К тому же когда иконе наконец-то надоело блуждать по местным окрестностям и она обосновалась на одном месте, начались свершаемые ею чудеса.
Кстати, поведение самого Александра мне, честно говоря, пришлось не по душе – очень уж набожный. Понимаю, что все дело в воспитании – торчи я с малолетства в монастыре и ошивайся по кельям, глядишь, стал бы таким же, а то и еще хуже. Но куда его такого на войну? Разве что подменить священника, если срочно понадобится отпустить грехи умирающему или отпеть погибших, вот и все, а махать сабелькой – увы. Не убий. Непонятно только, почему он так рвется поехать со мной.
– Кровь пролить за царя-батюшку, за Русь святую, – гордо заявил он на обратном пути в ответ на мой осторожный вопрос.
Ишь ты!
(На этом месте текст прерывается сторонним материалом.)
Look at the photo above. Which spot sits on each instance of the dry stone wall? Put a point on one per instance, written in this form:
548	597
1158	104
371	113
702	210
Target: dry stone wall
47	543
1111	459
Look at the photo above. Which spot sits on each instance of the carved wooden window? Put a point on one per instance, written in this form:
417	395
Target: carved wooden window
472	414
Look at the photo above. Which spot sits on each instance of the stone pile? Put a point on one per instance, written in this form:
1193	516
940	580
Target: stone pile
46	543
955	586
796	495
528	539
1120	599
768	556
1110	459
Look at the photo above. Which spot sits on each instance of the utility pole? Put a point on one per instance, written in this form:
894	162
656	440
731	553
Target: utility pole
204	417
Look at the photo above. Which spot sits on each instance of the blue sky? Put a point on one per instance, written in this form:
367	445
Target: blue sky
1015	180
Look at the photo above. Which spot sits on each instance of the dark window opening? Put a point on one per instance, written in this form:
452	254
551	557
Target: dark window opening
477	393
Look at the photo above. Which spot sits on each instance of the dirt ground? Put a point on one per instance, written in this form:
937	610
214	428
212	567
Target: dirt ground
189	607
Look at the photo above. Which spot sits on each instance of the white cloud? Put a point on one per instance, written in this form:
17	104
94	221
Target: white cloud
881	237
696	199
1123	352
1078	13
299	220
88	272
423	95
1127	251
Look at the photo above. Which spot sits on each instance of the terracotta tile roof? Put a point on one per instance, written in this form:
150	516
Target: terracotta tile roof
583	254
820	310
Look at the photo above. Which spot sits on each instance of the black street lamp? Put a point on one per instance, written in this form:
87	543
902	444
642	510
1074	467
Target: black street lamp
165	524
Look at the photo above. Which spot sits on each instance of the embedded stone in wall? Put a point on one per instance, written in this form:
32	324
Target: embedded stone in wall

Пришлось пояснить, что в бою надо думать совсем о другом – победить врага и уцелеть самому.
– А ежели так не выходит? – горячо возразил он. – Ежели иначе никак?
– Тогда дело другое, – согласился я. – Но наперед запомни, братец, что думать надо об этих двух вещах, из коих первая – обязательная, а вторая как получится.
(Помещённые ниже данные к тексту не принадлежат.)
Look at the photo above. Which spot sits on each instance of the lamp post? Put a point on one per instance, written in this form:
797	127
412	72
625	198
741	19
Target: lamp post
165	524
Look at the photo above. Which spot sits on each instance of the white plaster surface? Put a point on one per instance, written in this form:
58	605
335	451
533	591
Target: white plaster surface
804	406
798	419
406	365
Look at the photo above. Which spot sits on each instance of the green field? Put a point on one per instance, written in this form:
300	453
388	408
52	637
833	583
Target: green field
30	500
А попутно поинтересовался насчет нарушения господних заповедей. Как, мол, не боится?
– Так за царя ж да за Русь, – вновь повторил он, с недоумением взирая на меня.
– Вообще-то в этот раз мы будем воевать не за них, – усмехнулся я. – Вместо Руси Ливония, а вместо государя – королева Мария Владимировна. Тебя это не смущает?
– Тогда за веру православную, – нашелся мой Шурик. – Как же за такую не воевать, когда ты сам ныне слыхивал, какие чудеса образ богородицы творит. А ведь это тебе не все зачли – матушка Дарья куда боле написала в сказании о сей иконе, да токмо не все вошло – уж больно длинно.
И что-то мне расхотелось брать его с собой. Не знаю почему, но вот пропало желание, и все тут. Однако я сразу подогнал под отказ теоретическую базу. Мол, я ныне в ответе за тебя перед игуменьей, а потому негоже мне брать на войну неумеху, которого убьют в первой же стычке, не говоря уж о сражении. Поэтому лучше всего, если он пока останется и как следует позанимается с моими ратниками, если ему не зазорно тягаться с мальцами, а уж потом, когда я вернусь…
– Учебы стыдиться не след, от кого бы она ни исходила, – заметил он рассудительно. – Токмо ты бы допрежь меня спытал, а опосля сказывал про нее.